XXXVIII

M. de Morlux avait gardé son fiacre à la porte du restaurant Baratte. Il laissa Rigolo rentrer dans cet établissement et s’en alla, sous prétexte de rassurer le patron.

En réalité, il se fit conduire boulevard Malesherbes, renvoya le fiacre et rentra chez lui, vers une heure du matin, par la petite porte du boulevard Haussmann. M. Karle de Morlux, en dépit de ses cheveux blancs, menait encore une joyeuse vie, et cette petite porte lui était indispensable. Aussi quand ses gens entendaient cette porte s’ouvrir ou se fermer, ne bougeaient-ils pas de leurs lits.

Cette circonstance permit au vicomte de rentrer chez lui dans son singulier accoutrement, sans crainte d’être vu. Il s’enferma dans son cabinet de toilette, employa tous les cold-creams et tous les vinaigres possibles, fit disparaître la couleur brune de ses cheveux et de sa barbe, et, au bout d’une heure de soins laborieux, se retrouva le gentleman du club des Asperges. M. de Morlux était trop agité pour demeurer chez lui. Ce n’était pas sans un frissonnement par tout le corps qu’il songeait à tout ce qu’il avait vu dans la soirée ; et cette évasion miraculeuse de l’homme qu’on disait être Rocambole, si rapprochée de l’effroi qui s’était emparé de Timoléon, lui donnait à comprendre qu’il avait là un terrible adversaire.

Le vicomte se dit enfin :

– Si Rocambole, le médecin mulâtre et le major Avatar ne font qu’un, j’en aurai la preuve tout à l’heure. Allons au club.

Évidemment, si le major Avatar, qui passait presque toutes ses nuits au club, à jouer paisiblement au whist ou à faire une partie de billard, s’y trouvait, à moins d’être fou, on ne pourrait supposer qu’il eût rien de commun avec Rocambole.
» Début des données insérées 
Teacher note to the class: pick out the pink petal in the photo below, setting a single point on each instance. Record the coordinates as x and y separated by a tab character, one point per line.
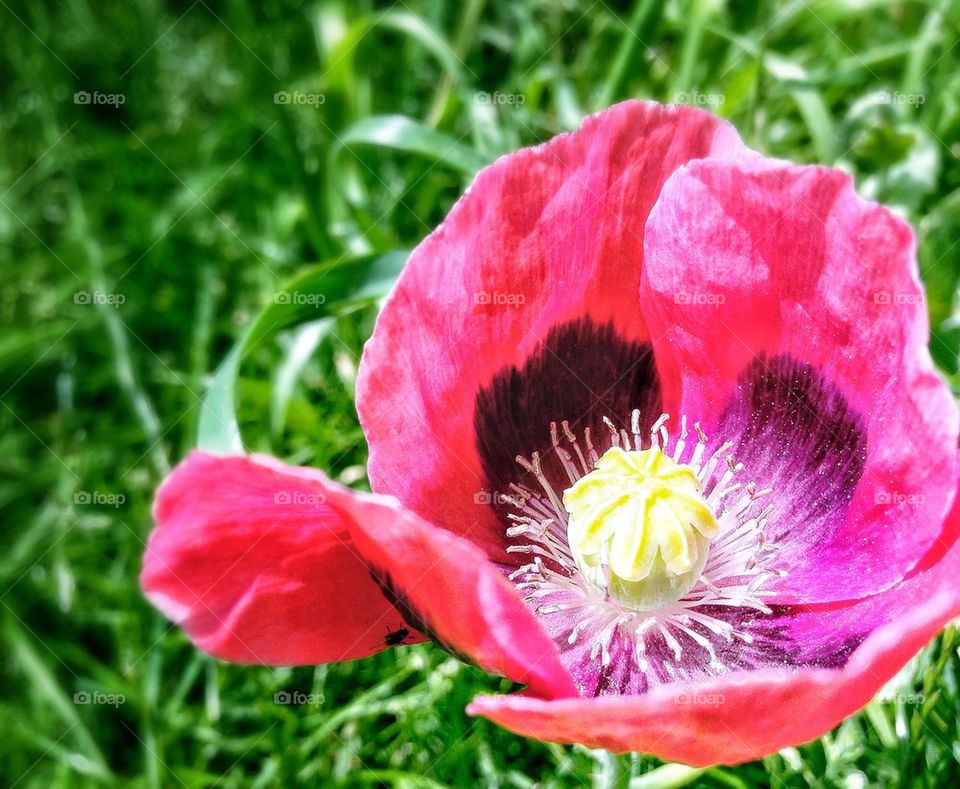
544	237
748	715
750	259
252	562
446	587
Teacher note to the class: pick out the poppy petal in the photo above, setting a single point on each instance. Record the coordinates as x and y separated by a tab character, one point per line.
249	558
787	316
546	237
747	715
447	589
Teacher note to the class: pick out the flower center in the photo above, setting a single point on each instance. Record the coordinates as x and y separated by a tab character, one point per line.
639	527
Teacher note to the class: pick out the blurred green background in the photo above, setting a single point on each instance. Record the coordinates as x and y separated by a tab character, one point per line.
166	168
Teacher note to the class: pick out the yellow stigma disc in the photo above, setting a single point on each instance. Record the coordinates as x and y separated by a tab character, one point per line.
644	518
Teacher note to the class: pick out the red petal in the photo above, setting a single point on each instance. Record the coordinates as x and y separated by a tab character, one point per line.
446	586
744	259
545	236
252	562
748	715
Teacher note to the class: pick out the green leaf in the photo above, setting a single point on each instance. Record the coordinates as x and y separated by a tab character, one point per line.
330	289
400	133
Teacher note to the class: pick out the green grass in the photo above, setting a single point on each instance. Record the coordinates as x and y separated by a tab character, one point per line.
195	199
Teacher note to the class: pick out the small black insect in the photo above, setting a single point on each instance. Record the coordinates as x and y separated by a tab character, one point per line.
396	637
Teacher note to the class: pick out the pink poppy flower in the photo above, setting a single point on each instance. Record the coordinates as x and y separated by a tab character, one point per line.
662	441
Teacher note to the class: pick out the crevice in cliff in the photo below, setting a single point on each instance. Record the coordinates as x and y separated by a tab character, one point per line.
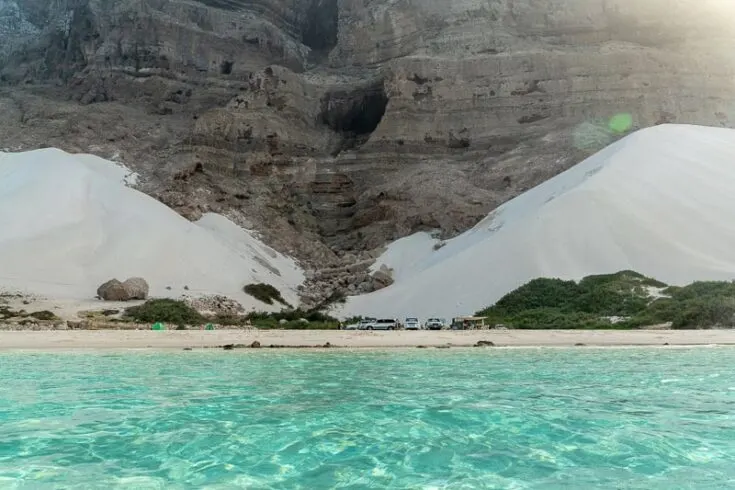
354	114
319	31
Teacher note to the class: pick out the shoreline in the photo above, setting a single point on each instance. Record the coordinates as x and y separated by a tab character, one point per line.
65	340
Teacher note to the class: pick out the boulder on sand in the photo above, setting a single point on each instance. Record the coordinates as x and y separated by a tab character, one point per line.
132	288
112	290
136	288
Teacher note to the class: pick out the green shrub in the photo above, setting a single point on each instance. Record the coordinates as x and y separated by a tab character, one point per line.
43	315
706	313
164	310
265	293
538	293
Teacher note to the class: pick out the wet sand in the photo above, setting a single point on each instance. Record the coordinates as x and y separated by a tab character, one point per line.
142	339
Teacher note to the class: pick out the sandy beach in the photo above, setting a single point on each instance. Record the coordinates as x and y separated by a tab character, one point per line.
142	339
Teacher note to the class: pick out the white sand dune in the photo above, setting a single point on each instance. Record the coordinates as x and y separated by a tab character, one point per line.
660	201
69	223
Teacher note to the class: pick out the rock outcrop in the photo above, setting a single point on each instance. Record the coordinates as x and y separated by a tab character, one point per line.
136	288
112	290
131	289
337	126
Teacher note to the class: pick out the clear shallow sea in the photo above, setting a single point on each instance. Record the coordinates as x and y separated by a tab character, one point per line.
413	419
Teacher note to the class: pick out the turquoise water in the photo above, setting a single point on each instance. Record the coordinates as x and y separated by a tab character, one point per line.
456	419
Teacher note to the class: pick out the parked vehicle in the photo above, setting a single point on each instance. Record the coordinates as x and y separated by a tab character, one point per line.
383	324
412	324
361	325
436	323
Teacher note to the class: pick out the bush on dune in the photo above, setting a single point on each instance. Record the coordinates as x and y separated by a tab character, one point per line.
164	310
620	300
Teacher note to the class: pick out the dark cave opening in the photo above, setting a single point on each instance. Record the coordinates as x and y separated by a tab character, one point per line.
355	114
226	67
319	31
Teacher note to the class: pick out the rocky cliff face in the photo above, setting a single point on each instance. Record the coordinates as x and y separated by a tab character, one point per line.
333	127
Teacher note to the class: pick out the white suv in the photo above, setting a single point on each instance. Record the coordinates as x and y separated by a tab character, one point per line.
413	324
436	323
383	324
361	325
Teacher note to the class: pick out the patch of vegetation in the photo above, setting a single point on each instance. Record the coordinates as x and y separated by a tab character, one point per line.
625	299
6	313
43	315
166	311
265	293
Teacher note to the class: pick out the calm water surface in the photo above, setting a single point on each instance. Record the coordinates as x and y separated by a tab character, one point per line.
458	419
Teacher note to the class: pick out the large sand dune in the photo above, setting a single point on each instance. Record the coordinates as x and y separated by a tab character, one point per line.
69	223
660	201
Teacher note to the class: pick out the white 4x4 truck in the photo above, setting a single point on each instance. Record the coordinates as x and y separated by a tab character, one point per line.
412	324
382	324
436	323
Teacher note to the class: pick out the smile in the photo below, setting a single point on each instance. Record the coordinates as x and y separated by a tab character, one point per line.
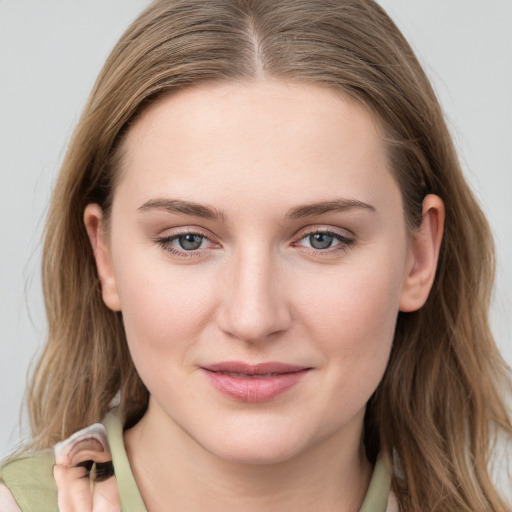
253	383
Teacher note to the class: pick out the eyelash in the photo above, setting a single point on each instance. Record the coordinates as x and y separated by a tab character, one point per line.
344	243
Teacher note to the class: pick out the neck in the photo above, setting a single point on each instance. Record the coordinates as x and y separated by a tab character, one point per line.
174	472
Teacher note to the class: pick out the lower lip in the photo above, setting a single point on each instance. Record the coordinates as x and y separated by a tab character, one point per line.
254	389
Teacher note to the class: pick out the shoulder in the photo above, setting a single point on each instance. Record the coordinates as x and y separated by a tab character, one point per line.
50	479
26	480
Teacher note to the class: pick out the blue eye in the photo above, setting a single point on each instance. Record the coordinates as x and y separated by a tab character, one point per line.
325	240
321	240
190	241
186	244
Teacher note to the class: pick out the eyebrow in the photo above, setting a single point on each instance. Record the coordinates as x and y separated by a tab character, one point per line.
298	212
183	207
338	205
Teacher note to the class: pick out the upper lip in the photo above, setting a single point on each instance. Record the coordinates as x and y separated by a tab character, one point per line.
254	369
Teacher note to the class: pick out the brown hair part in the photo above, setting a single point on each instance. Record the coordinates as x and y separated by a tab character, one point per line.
439	405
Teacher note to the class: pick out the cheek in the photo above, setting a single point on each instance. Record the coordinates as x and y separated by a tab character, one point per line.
163	307
353	315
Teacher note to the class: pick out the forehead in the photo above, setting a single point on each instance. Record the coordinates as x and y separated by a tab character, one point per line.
258	137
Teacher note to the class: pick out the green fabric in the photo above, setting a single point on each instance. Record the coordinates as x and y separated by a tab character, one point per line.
378	491
131	500
29	477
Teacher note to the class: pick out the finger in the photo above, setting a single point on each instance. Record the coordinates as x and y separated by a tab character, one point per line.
106	496
73	488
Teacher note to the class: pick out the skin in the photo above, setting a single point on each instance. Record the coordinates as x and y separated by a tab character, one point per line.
256	290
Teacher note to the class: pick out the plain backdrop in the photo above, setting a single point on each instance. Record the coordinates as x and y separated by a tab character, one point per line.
50	54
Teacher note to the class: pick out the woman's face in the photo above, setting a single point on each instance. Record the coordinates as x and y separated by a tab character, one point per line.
258	252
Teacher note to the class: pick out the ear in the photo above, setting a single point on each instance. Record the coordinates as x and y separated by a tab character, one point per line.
93	218
424	246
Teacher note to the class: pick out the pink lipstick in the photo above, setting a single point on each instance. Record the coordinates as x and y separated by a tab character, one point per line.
253	383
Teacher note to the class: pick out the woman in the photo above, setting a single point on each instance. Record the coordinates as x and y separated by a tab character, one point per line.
245	250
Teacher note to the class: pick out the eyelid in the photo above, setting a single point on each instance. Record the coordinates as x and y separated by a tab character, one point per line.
165	241
345	241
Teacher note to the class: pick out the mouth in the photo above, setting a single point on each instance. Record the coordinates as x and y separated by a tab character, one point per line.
253	383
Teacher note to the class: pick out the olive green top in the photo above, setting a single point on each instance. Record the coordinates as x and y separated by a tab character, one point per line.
29	477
Rocambole, à cette heure, avait bien autre chose à faire que de jouer au billard et au whist. Quand on a la police à ses trousses, on ne va pas au club. M. de Morlux se rendit à pied au club des Asperges. Comme il arrivait place de la Madeleine, deux jeunes gens chaudement enveloppés dans des paletots doublés de fourrure, et fumant, l’interpellèrent en l’appelant par son nom :

– Hé ! Morlux.

Ces messieurs étaient des membres du club et en sortaient. Le vicomte s’arrêta et les reconnut.

– Tiens ! fit-il, c’est toi Mauléon ? c’est vous Marigny ?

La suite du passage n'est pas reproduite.